Overwhelming your space with furniture that’s too large – or too much of it – will only make it look smaller. “Like Goldie Locks looking for the right bed, one was too big, one too small, and finally one was just right, furniture needs to be just right in a small room,” said Freshome. “A large couch in a small area can overtake the space, while a small couch will seem dwarfed.” Search for “apartment-sized” furniture for right-sized pieces that don’t scrimp on style.

Pottery Barn is on board with the trend. “Their new small space collection was designed to be ‘size-conscious and multifunctional,’ with accessible price points,” said Sunset. The SoMa upholstered sofa “easily folds out for any visitor. It’s comfortable to lounge on during TV binges, too – there’s a double layer of padding that you won’t find on some basic sleepers.”

No eating area? Build it in

You can never go wrong with a banquette. It’s one of our favorite features in a kitchen, and is especially useful in a small space where you need to find a creative way to tuck in an eating area. Look at how charming this banquette is, and it takes up almost no space. For extra functionality, make sure your banquette seats have storage inside.

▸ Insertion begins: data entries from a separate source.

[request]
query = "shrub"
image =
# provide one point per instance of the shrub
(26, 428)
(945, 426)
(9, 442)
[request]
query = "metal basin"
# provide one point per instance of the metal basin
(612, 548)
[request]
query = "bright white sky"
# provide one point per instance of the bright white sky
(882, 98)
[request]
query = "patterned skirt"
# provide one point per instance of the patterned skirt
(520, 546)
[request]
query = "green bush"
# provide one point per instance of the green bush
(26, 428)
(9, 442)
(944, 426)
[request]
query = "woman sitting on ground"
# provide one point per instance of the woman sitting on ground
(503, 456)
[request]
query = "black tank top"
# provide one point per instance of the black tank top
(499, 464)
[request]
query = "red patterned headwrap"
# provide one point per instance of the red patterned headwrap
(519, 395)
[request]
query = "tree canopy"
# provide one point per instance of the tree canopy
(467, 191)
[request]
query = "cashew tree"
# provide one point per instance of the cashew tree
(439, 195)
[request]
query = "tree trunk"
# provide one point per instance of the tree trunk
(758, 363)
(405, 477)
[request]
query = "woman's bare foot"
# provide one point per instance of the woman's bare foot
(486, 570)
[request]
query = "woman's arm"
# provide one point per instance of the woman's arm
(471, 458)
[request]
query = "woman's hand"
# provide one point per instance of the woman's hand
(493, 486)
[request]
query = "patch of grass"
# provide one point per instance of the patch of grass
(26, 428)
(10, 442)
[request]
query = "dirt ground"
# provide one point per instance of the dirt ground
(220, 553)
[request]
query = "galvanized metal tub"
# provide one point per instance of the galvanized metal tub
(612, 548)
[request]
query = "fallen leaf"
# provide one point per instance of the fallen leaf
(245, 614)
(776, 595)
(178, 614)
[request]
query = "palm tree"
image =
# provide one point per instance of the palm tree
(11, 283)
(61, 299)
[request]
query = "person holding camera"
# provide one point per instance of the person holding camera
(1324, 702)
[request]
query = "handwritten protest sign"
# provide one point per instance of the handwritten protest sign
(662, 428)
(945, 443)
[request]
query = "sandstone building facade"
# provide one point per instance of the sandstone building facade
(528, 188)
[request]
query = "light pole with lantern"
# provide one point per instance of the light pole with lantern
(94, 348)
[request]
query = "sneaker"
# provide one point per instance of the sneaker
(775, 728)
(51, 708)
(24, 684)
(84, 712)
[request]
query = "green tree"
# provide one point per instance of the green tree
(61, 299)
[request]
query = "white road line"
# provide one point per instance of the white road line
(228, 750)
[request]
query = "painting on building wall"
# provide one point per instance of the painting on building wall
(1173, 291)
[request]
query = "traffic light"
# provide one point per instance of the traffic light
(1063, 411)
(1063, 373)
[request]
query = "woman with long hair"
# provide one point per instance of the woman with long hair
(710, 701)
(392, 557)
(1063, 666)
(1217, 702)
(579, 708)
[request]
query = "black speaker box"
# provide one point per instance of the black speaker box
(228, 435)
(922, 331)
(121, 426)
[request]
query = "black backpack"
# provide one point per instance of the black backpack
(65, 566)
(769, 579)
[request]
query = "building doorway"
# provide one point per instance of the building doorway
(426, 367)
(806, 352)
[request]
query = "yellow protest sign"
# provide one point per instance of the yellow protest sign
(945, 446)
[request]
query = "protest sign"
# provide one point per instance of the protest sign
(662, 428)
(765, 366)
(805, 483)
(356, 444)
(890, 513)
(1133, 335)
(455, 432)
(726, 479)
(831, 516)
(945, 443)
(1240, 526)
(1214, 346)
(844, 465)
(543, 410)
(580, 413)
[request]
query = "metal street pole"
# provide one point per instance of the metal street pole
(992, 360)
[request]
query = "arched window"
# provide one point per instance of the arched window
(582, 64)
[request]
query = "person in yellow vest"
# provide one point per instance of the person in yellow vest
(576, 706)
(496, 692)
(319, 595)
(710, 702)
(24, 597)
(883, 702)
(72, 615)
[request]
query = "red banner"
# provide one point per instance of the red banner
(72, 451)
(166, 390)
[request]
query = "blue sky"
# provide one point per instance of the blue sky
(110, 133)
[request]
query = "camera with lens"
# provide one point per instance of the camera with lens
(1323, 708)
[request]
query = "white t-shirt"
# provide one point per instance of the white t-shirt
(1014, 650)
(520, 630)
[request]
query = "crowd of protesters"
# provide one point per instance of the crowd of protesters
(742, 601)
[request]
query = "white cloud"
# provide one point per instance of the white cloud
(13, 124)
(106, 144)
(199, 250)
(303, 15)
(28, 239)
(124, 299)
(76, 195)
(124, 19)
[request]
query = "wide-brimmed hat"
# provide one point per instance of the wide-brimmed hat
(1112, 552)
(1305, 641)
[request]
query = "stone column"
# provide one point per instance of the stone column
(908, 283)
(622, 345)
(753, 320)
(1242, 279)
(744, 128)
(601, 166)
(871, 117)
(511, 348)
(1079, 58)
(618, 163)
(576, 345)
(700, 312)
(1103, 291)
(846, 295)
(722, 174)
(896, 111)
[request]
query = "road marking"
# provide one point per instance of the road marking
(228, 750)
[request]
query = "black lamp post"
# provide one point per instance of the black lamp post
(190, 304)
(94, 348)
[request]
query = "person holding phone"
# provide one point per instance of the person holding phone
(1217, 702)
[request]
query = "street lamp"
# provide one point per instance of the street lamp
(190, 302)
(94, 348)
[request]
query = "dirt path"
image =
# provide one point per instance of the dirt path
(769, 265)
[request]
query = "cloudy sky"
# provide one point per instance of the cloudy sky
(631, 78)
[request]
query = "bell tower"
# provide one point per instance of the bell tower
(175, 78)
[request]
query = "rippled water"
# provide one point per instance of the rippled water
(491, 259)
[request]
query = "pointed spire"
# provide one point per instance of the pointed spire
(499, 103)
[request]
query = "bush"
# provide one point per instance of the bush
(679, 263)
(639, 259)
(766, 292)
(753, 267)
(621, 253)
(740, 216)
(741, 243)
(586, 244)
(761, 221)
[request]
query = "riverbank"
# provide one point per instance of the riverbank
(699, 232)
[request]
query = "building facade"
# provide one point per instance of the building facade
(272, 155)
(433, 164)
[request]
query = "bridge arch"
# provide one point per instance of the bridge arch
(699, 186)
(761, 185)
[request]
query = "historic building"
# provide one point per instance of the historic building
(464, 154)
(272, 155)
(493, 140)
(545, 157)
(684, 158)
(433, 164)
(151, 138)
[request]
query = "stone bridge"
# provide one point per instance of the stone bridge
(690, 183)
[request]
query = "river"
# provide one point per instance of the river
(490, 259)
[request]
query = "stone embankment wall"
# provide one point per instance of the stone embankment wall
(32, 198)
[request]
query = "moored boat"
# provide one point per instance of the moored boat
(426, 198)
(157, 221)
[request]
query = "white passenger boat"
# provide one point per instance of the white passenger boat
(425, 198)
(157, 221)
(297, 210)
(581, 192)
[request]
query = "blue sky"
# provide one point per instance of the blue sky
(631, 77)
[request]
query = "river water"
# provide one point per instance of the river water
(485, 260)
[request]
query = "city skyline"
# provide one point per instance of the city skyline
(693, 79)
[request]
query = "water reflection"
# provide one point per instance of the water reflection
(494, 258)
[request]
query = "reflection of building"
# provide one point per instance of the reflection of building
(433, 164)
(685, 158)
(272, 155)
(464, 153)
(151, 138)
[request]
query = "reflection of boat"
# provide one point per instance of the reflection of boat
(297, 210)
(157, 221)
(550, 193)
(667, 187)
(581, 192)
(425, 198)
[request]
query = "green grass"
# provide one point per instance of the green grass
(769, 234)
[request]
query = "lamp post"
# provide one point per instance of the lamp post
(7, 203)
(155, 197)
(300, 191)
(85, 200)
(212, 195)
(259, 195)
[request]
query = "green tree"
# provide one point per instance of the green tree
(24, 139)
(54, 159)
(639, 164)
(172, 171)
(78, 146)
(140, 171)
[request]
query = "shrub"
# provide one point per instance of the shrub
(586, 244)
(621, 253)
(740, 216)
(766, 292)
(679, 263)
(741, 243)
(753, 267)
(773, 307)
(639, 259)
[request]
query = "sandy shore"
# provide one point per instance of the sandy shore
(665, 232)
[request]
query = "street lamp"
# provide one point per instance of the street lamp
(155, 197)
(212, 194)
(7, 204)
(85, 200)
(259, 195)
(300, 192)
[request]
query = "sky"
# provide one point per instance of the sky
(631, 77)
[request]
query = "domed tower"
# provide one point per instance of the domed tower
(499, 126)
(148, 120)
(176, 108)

Reflect… on your backsplash

A few strategically placed mirrors can help bounce light around the room and make spaces look larger, so why not bring them into the kitchen? This mirrored wall greatly expands the visual idea of the kitchen without increasing the square footage.

Create a jewel box in the bathroom

This bathroom may be small, but it lacks for nothing when it comes to style. It’s hard not to be gorgeous with Calacatta marble, but the Waterworks vanity and modern fixtures complete the look. Notice how the open vanity keeps the eye moving, creating the idea of space even though there isn’t much.

Pay attention to color

Conventional rules say to go with light colors in a small room, and that remains the easiest way to keep a petite space from feeling confined. However, “dark hues can work their own type of magic in small places, and more often than not the result is dead classy and much harder to get wrong, said Apartment Therapy. “Rooms lacking architectural character, especially tiny ones… can gain a few style points from a dramatic, deep hue on the walls. A dark color establishes an elegant backdrop that allows you to go as spare on the accessories as you see fit.”


Designsponge.com
 Don’t Be Afraid of Patterns

You may be afraid of overwhelming your small space with too much pattern, but carefully chosen spots can make the space feel luxe. “Are you crazy for color? A great way to add interest while still maintaining an airy, open look is to paint three walls a light hue and choose a fun wallpaper for a single accent wall,” said HGTV.


HGTV.com
 

A clever use of stripes can also “trick the eye,” they said. Have a narrow space? Go horizontal. If it’s low ceilings you’re dealing with, this a great way to pull the eye up and make the space feel larger and/or accentuate ceiling detail or a snazzy light fixture.


messagenote.com
 

Think smart storage

Finding places to put stuff seems to be a universal challenge, but it may be more difficult in a compact space. Items that do double duty, like these ottomans that open up to reveal storage inside, or these ingenious stairs, can make a small space infinitely more livable.